The title track is also a thoroughly enjoyable hangover from their 2018 debut, being a cheeky slice of Bikini Kill punk rock with a GIF-able “huh!”, while ‘RH RN’ is destined to become a live favourite. Taking its cue from Blondie, it revels in irony by at one point talking straight to camera (“You’re playing dumb”).

It’s this arched eyebrow that’s missing in much else of the material. Their attempt to develop their sound is a necessary part of the creative drive but it’s here they struggle to find a unique angle.

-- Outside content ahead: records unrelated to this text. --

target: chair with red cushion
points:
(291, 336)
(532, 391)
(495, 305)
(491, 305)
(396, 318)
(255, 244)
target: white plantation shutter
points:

The staccato delivery of Icelandic singer Rakel Mjöll remains distinctive but the likes of ‘Hasta La Vista’ and ‘Old Flame’ are much more conventional pop tracks, their new wave influence being smoothed into a sheen that can only dream of being as addictive as that of someone like The Go-Go’s.

There are still attempts to tackle feminist issues, with piano ballad ‘After The Rain’ addressing abortion and women’s rights (“This is my choice, my life”) and the spoken-sung ‘Validation’ being about identity, (“Nobody fits in”). They’re both vital subjects, but these songs lack the band’s previous power to incite and excite.

The band’s desire to change the world one slogan at a time is undimmed, but some listeners might want to know when they’re gonna… effectively evolve their musical style to match their ambition.